The great Dayyan (میرزا أسد الله), often referred to as Dayyán, was a Bábí follower, a religion founded by the Báb in Persia in 1844. The Báb wrote numerous tablets of praise to Dayyán recognising his devotion to the new religion. In the days before his execution, the Báb asked that Dayyán be the custodian of his work, keeping his writings safe.

Among the Bábí teachings was the appearance of a messianic figure, termed He whom God shall make manifest. After the Báb's death, Dayyán was the third person to recognize "He whom God shall make manifest", in the person of Baháʼu'lláh.
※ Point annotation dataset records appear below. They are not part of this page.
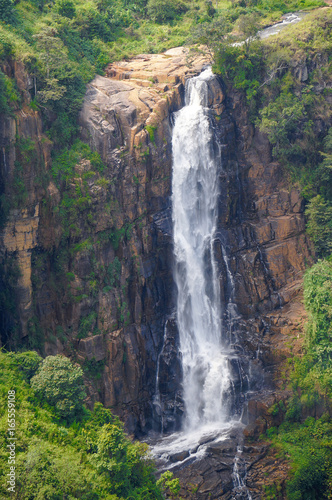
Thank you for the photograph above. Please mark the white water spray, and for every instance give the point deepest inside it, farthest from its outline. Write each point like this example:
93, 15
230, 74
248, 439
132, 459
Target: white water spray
206, 375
Dayyán was murdered for refuting the claims of successor-ship made by Mirza Yahya.

Miller, an American missionary to Persia, wrote that Baha was not the only one who at this time was prepared to make a claim for himself, for a man named Mirza Asadullah-i-Khuy surnamed Dayyán, who had been appointed by the Báb as amanuensis to Subh-i-Azal, declared that he was He whom God shall make manifest, and demanded that all the Babis obey him, and some of them became his followers. Miller adds that Subh-i-Azal denounced Dayyán in a book he wrote, but as Dayyan remained obstinate, he was murdered by Mirza Muhammad of Mazanderan, probably by drowning him in the Tigris.
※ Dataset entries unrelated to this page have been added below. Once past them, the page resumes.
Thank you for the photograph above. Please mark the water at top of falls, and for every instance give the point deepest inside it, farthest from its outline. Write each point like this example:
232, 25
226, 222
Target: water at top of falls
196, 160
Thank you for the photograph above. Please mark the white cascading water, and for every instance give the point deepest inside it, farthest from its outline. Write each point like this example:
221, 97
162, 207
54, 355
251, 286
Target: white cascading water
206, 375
The Báb gave Mírza Asadu'lláh the surname "Dayyán" ("One Who Rewards" or "Judge"). Shoghi Effendi describes him as "the zealous, the famous Mírza Asadu'lláh, surnamed Dayyán, a prominent official of high literary repute, who was endowed by the Báb with the "hidden and preserved knowledge," and extolled as the "repository of the trust of the one true God..." The Báb predicted Dayyán would be the third person to believe in Baháʼu'lláh and extolled him as the "Third Letter to believe in Him Whom God shall make manifest." When Baháʼu'lláh was in Kurdistan, Dayyán wrote to and received responses from Mírza Yahyá that he considered inadequate and devoid of spiritual knowledge. Baháʼu'lláh wrote in the Kitáb-i-Badíʻ that after reading prayers by Dayyán which showed a loyalty to God's Messengers and emphasized humility and servitude, Mírza Yahyá became very jealous and "determined to harm him". Tensions increased when Dayyán wrote a letter refuting Mírza Yahyá's claim to be the Báb's successor, even quoting the Báb to make his point. Mírza Yahyá responded by writing a book Mustayqiz (Sleeper Awakened) which reprimanded Dayyán, called him the "Father of Calamities," and called on Bábís to kill him. Mírza Yahyá gave this order in 1856. He sent Mírza Muhammad-i-Mázindarání to Azerbaijan "with explicit orders to kill Dayyán." In the meantime Dayyán left Azerbaijan before Mírza Muhammad arrived. Dayyán was on his way to Baghdad to attain the presence of Baháʼu'lláh Who happened to be returning to Baghdad from Sulaymaniyah in Kurdistan. Dayyán did attain His presence and, on so doing, renounced all prior claims to leadership. Subsequently, Mírza Muhammad did find Dayyán and eventually had Dayyán accompany him on a trip to Baghdad. It was on this trip that Dayyán lost his life to Mírza Muhammad.

On the other hand, followers of Subh-i-Azal believe that Dayyán had declared himself to be He whom God shall make manifest and that Baháʼu'lláh, after a protracted discussion with him, instructed his servant Mirza Muhammad Ali of Mázandarán to slay him, which was accordingly done.